Uzun süredir Türkiye’nin az işçiyle, ucuz emekle çok üretmek üçerine kurulu ekonomik çarkları, kriz üretiyordu. Söz konusu sistem işsizlik üretip duruyordu. Artık ucuz emek, ucuz ithalata dayalı sistemin ürettiği malların eskisi gibi satılabileceği bir dünya yok. İşsizlik ve yoksulluk Türkiye’nin krizi, derinden hissettiği 15 Eylül’den önce de vardı. 15 Eylül’den sonra, dünyanın yeni ekonomik atmosferinde biraz daha arttı. Fakat milyonlarca insan, 15 Eylül’den önce de işsizdi. Her beş gençten biri işsizdi, 15 Eylül’den sonra dört gençten biri düzeyine çıktı. Ve Türkiye hâlâ ‘at’ları yemleyerek yalama yapmış sistemini yağlamaya çalışıyor. (EKONOMİ SERVİSİ)

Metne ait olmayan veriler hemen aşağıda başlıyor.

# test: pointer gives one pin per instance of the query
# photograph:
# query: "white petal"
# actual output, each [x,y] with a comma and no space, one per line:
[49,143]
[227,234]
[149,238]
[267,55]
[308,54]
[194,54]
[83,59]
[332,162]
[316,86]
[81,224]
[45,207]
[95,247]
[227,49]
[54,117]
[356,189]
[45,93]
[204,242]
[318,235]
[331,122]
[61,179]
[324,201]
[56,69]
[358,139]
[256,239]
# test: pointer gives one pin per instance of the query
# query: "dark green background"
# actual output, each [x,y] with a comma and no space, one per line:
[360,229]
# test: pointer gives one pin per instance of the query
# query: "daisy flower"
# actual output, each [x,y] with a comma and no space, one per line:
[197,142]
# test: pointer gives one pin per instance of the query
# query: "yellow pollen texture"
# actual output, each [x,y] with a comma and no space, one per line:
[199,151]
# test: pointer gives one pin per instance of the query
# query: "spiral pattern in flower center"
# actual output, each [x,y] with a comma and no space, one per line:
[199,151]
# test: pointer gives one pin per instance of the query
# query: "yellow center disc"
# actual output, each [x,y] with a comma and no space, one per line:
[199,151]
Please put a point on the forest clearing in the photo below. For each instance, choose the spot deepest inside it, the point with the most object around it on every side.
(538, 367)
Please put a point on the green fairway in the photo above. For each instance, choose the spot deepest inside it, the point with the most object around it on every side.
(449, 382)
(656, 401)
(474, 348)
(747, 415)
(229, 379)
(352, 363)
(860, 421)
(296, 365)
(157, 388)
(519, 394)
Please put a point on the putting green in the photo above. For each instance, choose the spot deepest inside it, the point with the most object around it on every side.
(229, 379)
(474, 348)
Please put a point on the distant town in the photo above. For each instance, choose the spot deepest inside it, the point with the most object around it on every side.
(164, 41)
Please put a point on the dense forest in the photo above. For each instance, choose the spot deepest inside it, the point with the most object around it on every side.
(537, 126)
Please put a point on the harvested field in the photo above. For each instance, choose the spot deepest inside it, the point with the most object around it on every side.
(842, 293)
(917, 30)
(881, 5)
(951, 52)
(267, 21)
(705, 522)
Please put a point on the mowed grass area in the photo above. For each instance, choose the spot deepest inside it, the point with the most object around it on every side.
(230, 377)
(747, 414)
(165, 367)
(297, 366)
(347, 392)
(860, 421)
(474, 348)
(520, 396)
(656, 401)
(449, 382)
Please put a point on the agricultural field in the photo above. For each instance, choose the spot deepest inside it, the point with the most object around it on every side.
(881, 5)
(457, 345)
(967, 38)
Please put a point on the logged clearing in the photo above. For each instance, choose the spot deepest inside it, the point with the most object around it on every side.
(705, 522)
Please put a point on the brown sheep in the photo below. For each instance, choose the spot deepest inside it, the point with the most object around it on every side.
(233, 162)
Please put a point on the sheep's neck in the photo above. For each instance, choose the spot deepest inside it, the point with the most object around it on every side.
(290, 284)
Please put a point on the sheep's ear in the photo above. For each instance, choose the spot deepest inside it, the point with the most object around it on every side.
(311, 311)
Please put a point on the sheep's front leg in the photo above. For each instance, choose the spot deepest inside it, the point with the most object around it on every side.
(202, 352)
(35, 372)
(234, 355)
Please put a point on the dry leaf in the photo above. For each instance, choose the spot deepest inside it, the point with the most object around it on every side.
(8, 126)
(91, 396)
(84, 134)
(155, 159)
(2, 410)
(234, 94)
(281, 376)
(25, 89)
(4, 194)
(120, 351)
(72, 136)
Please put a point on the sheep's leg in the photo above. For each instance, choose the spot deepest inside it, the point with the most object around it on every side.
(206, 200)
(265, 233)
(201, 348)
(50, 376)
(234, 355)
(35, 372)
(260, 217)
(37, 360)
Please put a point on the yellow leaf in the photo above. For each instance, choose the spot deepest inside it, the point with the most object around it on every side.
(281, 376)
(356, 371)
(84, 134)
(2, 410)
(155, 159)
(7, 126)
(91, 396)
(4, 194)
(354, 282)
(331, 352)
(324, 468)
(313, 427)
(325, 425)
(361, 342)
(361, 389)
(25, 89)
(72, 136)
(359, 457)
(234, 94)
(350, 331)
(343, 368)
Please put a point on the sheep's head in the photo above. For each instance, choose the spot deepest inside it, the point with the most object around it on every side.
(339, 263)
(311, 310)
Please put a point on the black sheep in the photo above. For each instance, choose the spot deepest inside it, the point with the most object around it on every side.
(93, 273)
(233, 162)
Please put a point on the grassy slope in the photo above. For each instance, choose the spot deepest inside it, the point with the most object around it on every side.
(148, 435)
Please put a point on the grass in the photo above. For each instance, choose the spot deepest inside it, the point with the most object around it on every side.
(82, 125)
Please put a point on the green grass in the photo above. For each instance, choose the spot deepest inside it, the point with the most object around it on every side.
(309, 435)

İSTANBUL TİCARET ODASI MEMNUN
İstanbul Ticaret Odası (İTO) Başkanı Murat Yalçıntaş, Başbakan Recep Tayyip Erdoğan tarafından açıklanan tedbir paketini, büyük memnuniyetle karşıladıklarını belirterek, “Ekonomi yönetimi krizi doğru okuyor, sanayimiz ve KOBİ’ler nefes alacak” dedi.
İTO Başkanı Yalçıntaş, Hükümetin açıkladığı 4. Paketi değerlendirdi. Yalçıntaş yaptığı açıklamada, alınan önlemlerin, Hükümetin krizi doğru okuduğunu gösterdiğini ve güven verdiğini belirtti. Yalçıntaş, “İç talebin canlandırılmasına yönelik önemli nokta atışları yapıldı. Bir miktar bütçe açığı verilebilir. Ancak sanayi üretiminin yüzde 21.3 gerilediği ve morallerin bozulduğu bir ortamda bu, nefes aldıracak, katlanılması gereken bir maliyettir. Kaldı ki paketin maliyetinin, iç talepte sağlanacak canlanma ile bütçe gelirlerinde artış ve istihdamın korunması olarak geri döneceği kanaatindeyim” dedi. Yalçıntaş kriz ortamında atılması gereken iki adımın iç talebi artırmak ve ihracat pazarlarındaki düşüşü minimuma indirmek olduğunu vurguladı.
ŞİFA OLAMAYACAK
Prof Dr. Osman Altuğ: Bu paketle hedeflenen kitle kimlerdir? Kimin vergisi indiriliyor? Araba satacaklar, arabayı kim alacak? Ev satacaklar, evi kim alacak? Parası olan alacak. Dolayısıyla şifa olamayacak. Türkiye’deki asıl sorun model sorunudur. Diğer ülkelerde de bu paketler açıklandı ama herkesin filmi kendine. Türkiye’de AIG mi var da böyle paket çıkarıyorsun. Ya iş bulacaksın kendi ülkende ya da sosyal huzursuzluğa katlanacaksın. O devlette böyleymiş bu devlette şöyleymiş... Bir defa evvela sen kendine bir bak, kendi modeline bir bak. Düşük kur yüksek faiz modeliyle kalkınma inadından vazgeç, Merkez Bankası’nın piyasaya müdahalesinden vazgeç... yani bunlar olmadıkça topu taca atarsın. Yok macaristan’da böyle, amerika’da böyleymiş... Elmayla armut mukayyese edilir mi? Ama bizde öyle işte elmayı armut diye yuttururuz, armudu da elma diye... Laf yani konuşan Türkiye’ye malzeme lazım. daha kötüleri de var aklınızı başınıza alın!